Le mandat, daté du 25 juillet dernier, vise Selloum pour « arrestation, enlèvement et séquestration en relation avec une entreprise terroriste » ainsi que pour « association de malfaiteurs terroriste criminelle ». Selon la DGSI, citée par nos confrères du Monde, il s’agirait d’un officier du contre-espionnage algérien dissimulé sous un titre officiel : premier secrétaire de l’ambassade. La fameuse « couverture diplomatique » qui, parfois, masque des opérations beaucoup moins recommandables que des échanges culturels.
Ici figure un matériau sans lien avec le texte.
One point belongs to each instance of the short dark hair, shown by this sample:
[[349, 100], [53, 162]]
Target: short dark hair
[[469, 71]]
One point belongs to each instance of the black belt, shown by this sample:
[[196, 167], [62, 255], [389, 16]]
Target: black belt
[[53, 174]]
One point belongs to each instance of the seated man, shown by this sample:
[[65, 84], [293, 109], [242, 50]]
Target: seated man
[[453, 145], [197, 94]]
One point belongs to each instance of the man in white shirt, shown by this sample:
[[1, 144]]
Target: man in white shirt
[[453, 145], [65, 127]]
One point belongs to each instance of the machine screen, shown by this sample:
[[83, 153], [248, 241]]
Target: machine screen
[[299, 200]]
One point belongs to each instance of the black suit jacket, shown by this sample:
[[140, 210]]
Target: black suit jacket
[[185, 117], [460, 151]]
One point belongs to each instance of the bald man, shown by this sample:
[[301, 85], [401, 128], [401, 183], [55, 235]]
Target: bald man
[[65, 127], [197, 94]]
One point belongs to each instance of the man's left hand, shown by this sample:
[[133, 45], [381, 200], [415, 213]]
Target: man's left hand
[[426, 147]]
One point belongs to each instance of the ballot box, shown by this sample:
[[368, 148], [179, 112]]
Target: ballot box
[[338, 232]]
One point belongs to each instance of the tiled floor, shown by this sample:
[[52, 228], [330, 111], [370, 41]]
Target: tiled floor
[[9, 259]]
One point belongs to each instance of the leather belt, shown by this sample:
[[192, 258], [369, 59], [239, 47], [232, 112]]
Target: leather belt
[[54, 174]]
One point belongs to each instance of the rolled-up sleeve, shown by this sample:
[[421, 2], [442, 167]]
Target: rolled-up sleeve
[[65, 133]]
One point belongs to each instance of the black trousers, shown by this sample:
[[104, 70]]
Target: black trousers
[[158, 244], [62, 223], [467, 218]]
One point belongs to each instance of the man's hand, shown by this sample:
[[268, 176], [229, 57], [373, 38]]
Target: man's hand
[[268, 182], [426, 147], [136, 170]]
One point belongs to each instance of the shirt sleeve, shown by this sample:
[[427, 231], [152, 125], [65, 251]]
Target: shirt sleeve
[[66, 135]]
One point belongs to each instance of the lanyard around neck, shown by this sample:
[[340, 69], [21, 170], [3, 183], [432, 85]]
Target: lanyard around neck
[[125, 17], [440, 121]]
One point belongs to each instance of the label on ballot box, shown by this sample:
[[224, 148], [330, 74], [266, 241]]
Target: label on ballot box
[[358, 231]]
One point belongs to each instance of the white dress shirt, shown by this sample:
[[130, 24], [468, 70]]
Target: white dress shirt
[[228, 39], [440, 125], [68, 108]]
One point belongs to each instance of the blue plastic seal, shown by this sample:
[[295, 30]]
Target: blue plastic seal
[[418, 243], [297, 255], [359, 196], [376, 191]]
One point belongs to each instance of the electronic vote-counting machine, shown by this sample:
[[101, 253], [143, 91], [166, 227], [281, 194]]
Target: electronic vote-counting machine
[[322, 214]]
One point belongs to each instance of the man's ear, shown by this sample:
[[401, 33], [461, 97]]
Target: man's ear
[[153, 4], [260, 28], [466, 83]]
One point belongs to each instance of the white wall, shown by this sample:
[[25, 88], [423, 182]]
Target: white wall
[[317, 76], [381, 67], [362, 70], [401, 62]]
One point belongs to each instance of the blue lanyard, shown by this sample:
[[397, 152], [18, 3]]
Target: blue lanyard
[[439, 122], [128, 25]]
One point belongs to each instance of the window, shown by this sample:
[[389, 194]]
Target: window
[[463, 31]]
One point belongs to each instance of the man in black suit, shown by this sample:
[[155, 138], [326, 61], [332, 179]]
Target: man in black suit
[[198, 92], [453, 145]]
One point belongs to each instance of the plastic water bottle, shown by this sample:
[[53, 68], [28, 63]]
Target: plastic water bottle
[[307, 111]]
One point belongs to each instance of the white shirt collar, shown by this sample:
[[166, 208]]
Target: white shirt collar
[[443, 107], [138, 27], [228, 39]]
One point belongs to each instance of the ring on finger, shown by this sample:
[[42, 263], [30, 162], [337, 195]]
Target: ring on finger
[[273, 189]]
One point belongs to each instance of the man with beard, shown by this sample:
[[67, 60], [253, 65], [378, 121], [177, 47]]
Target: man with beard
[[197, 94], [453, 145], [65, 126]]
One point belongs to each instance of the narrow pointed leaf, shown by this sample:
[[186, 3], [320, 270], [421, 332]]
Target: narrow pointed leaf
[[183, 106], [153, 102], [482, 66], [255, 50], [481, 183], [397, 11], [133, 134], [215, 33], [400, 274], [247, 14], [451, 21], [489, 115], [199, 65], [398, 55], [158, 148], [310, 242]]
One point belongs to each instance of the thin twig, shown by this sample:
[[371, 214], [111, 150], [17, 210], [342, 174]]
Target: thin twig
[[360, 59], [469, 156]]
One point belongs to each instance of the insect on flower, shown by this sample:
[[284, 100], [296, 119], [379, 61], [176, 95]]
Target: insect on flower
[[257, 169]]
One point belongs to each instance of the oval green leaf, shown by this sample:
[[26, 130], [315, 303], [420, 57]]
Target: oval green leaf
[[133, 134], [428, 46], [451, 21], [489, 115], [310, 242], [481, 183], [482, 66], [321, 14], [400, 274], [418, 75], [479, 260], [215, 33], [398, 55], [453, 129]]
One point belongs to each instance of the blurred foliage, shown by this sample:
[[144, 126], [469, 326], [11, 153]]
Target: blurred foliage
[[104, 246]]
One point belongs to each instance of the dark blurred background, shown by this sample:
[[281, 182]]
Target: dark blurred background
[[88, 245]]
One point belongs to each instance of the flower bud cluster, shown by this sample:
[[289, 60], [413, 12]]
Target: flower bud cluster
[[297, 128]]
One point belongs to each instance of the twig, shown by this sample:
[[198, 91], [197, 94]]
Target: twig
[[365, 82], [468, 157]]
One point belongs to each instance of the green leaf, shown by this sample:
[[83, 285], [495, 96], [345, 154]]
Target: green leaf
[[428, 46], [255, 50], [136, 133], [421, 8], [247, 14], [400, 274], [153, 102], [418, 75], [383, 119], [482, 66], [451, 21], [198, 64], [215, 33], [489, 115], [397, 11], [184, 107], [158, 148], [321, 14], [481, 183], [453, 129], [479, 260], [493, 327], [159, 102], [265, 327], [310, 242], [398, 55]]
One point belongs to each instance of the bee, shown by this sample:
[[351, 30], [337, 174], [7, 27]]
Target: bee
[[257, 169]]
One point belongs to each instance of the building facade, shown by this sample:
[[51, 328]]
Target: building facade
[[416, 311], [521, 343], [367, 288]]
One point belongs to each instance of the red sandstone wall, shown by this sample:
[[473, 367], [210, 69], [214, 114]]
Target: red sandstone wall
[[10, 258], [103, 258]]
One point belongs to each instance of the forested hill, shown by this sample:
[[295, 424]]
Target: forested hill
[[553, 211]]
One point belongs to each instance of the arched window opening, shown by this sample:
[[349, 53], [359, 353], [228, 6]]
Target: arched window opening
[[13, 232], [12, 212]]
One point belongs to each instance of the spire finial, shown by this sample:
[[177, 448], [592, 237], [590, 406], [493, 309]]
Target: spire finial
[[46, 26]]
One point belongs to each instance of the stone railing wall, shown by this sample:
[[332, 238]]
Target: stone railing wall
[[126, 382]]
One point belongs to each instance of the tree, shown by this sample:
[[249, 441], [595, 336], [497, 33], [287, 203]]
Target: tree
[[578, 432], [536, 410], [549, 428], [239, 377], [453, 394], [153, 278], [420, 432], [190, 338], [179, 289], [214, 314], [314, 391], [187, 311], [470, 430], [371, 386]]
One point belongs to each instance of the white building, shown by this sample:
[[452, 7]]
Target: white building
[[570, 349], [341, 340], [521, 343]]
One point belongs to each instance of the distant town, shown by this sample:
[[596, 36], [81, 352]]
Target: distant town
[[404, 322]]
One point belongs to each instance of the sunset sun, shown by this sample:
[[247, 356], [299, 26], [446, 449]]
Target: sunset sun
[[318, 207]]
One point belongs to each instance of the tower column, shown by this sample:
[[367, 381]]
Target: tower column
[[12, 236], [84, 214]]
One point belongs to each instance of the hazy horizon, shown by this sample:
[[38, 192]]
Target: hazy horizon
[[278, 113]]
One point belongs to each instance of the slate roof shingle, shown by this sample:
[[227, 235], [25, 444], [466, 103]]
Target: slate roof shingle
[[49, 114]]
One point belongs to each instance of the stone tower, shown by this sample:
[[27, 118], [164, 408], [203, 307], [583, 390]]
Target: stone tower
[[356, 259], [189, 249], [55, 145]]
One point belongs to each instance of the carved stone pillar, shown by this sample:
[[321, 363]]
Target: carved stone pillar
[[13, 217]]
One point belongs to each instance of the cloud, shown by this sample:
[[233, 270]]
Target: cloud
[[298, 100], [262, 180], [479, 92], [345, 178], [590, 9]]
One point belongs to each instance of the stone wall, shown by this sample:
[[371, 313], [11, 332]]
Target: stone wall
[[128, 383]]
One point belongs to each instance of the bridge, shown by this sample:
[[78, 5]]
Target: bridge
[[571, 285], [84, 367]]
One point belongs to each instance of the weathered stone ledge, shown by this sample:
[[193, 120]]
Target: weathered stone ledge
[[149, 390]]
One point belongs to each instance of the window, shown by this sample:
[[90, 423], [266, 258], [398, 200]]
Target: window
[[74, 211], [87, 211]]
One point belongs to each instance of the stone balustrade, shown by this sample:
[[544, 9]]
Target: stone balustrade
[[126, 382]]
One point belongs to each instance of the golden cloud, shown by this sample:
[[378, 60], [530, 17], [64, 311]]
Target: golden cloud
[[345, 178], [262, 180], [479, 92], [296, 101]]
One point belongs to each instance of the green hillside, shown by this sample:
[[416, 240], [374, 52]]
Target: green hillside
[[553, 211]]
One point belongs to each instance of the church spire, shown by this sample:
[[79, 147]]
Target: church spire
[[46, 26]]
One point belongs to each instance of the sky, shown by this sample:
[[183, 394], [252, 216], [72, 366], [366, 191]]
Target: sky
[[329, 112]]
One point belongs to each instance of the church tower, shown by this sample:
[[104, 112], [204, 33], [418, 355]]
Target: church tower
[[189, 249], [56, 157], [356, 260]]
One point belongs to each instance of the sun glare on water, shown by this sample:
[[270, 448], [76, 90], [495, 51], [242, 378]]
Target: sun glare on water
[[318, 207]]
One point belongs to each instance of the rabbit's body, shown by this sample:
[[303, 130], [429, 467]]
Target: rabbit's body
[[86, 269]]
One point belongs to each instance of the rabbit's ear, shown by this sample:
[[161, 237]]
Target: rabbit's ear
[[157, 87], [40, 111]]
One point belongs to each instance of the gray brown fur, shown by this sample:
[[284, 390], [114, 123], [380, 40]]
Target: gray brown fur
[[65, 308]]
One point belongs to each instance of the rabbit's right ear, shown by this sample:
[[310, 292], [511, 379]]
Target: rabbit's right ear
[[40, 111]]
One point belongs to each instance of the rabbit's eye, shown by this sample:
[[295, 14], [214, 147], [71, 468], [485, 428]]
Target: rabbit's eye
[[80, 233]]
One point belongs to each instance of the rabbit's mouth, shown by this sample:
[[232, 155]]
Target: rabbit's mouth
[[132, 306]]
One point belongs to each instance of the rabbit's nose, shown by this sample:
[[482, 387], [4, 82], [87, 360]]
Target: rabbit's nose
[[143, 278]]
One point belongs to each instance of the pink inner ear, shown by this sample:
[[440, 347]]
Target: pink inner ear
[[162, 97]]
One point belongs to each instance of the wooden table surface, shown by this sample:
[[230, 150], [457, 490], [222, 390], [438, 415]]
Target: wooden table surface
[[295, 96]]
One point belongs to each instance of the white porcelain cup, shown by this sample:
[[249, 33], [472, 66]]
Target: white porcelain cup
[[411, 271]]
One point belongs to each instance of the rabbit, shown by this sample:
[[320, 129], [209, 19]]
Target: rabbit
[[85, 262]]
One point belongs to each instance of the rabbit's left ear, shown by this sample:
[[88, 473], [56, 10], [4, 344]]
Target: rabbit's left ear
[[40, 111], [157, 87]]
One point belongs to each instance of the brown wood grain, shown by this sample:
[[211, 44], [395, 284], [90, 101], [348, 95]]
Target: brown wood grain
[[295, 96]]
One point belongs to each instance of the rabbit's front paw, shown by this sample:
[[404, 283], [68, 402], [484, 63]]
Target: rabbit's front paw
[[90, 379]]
Un kidnapping digne des services secrets
Le 29 avril 2024, Boukhors est enlevé en région parisienne. Il sera retenu 27 heures, en pleine forêt de Seine-et-Marne, avant d’être relâché. L’opposant raconte avoir « vu la mort » et parle d’une violence extrême. L’enquête, reprise en février par le parquet national antiterroriste, met rapidement en cause Selloum.
Et là, problème : son arrestation risque fort de se heurter à la fameuse immunité diplomatique. Mais l’avocat de Boukhors, Me Éric Plouvier, prévient : une fois la mission diplomatique terminée, il ne reste qu’une immunité « fonctionnelle ». Or, qui peut sérieusement soutenir que l’enlèvement d’un opposant relève des attributions normales d’un diplomate ?
Une opération qui ne doit rien au hasard
Sept autres personnes ont été mises en examen, dont un agent consulaire algérien. Selon les enquêteurs, il s’agirait d’exécutants agissant contre rémunération. Pas de conviction politique, juste un travail payé. Ce qui laisse supposer que la commande venait d’en haut.
Boukhors, installé en France depuis 2016 et réfugié politique depuis 2023, compte un million d’abonnés sur TikTok. Un profil qui dérange Alger : le régime de Tebboune a déjà émis neuf mandats d’arrêt contre lui, allant de l’« escroquerie » aux « infractions terroristes ». La justice française avait refusé son extradition en 2022.
Une affaire qui en dit long
L’histoire ne se limite pas à un simple fait divers. Elle soulève des questions autrement plus lourdes : comment un agent de renseignement étranger, protégé par un statut diplomatique, a-t-il pu préparer et mener un enlèvement en toute tranquillité en France ? Et surtout : qu’a fait notre État pour protéger celui à qui il a accordé l’asile ?
Dans un contexte de relations franco-algériennes déjà tendues, cette affaire pourrait bien marquer un tournant. Elle rappelle que, derrière les sourires officiels, se jouent parfois des parties d’ombres où l’intimidation et la violence remplacent le dialogue. Et où, même à Paris, un opposant politique peut disparaître… le temps que ses geôliers décident de le relâcher.